- - Tuesday, October 18, 2016



By Alona Frankel

Translated by Sondra Silverston

Indiana University Press, $25, 259 pages, illustrated

Reading this searing account of a hydra-headedly horrible childhood endured by Polish-born Israeli children’s writer Alona Frankel reminds one just how complex that loaded term “Holocaust survivor” is. Mrs. Frankel’s devastatingly frank autobiography has been compared to “The Diary of Anne Frank” and to the writings of Primo Levi, but, of course, they both were inmates of Auschwitz, a fate avoided by the eponymous “Girl.” Yet after finishing her account of the travails — and this word seems woefully inadequate to describe what she went through — saying that she was lucky compared to them somehow sticks in one’s throat.

For the madness that swept over so much of Europe in the early 1940s and hit this author’s native land so especially hard brought many varieties of suffering, not all of them limited to death camps. This is not one of those books which celebrate the good Samaritans who provided the pitifully few points of light in a dark time. The greedy Polish woman who agreed to shelter the 2-year-old girl (pretending she was not Jewish) did so only for the money and when that ran out, turned her over to the household which had “kindly” agreed to harbor her parents but only without their child.

Life in the home of “Mr. Juzef Juzak, carpenter and alcoholic,” as Mrs. Frankel drily describes him, was in some ways being cast out of the frying pan into fire after her former protector “shoved me hard over the threshold”:

“They were always with me. The lice, my lice … When Hania Semeret took me out of the village where I was hiding, pretending to be a Christian child, and dumped me at my parents’ hiding place, I learned for the first time the difference between head lice and clothes lice — an important and meaningful difference.”

Yet even at her tender age, this girl, to whom “everything was natural. Sleeping on straw in a coffin that was a bench by day and a bed by night,” knew she might have been worse off than she was in her pitiable state:

“Hania Semeret had wanted to get rid of me for a long time, but even so, she didn’t throw me onto the street like she did Daniel, the sweet boy she had left at the ghetto gate after his parents were murdered in an AKTION and there was no one to keep him in the village.”

Just as in Dante’s “Inferno,” there were circles in this hell on earth.

Not all the villains in Mrs. Frankel’s tale of woe are Nazis, Christians.

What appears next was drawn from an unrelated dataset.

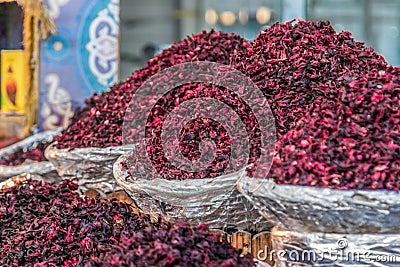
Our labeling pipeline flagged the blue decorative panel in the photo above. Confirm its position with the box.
[40,0,119,130]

The wealthy Jewish family who briefly take her in are cruel to her and the orphanage where they dump her is awful. With characteristic understatement, she writes, “war isn’t healthy for children.” But perhaps the key to preventing her spirit from being quenched is not just her acceptance of how dreadful her circumstances are but, in some deep sense, not merely acknowledging but actually embracing their awfulness. After describing the crumbling clothes the wealthy family made her wear when there were many perfectly whole untouched ones in the house, she writes:

“The rags continued to disintegrate on me, and the rolled-up sleeves of the scratchy wool jacket continued to weigh heavily on my wrists. They weigh heavily on me to this very day.”

One of the qualities that makes this book so remarkable is its author’s honesty, her remembrance of terrible things past which, despite everything, did not destroy her.

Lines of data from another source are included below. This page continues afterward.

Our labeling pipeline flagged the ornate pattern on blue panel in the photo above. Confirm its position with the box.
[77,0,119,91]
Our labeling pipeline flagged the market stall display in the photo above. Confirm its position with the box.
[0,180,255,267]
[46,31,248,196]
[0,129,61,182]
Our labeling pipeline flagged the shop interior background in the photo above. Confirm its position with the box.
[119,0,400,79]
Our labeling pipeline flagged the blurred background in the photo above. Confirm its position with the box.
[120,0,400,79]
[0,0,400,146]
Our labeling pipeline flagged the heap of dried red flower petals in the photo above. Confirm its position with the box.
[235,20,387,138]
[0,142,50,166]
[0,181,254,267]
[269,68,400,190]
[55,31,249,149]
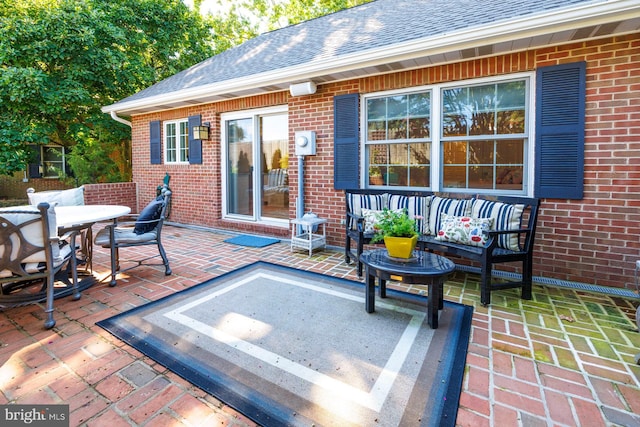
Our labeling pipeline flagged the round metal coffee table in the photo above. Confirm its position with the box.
[360,249,455,329]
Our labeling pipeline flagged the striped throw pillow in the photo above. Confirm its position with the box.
[429,196,471,236]
[471,199,524,251]
[347,193,387,230]
[389,194,431,234]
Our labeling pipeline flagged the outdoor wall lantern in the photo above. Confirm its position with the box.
[289,81,316,96]
[192,122,209,140]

Even after the war ended with the defeat of Nazi Germany, things continued to be tough for the young Alona. There is not the space here to go into all the hardships that befell her. Suffice it to say that being reunited with her beloved parents helped her beyond measure. She clung to books and other objects for much-needed comfort, but most of all to her mother and father: That the trio had managed to survive at all was a blessing all too rare in the grim time and place where fate had consigned them.

The real miracle shining from Mrs. Frankel’s terrible story is that she not only survived, but that her spirit was not crushed by the horrendous experiences she had lived through. Useless to pretend that it was not affected, but the extraordinary success of her life in Israel — a husband, two children, and writing a staggering 50 books — shows that its flame burned brightly. And it should be said that the new state of Israel, where she arrived in December 1949 when it was little more than 18 months old, provided the necessary oxygenation for that torch and the girl, (still only 12 years old by the calendar if not by experiential time) who would now be able to hold it — and herself — proudly high.

Martin Rubin is a writer and critic in Pasadena, Calif.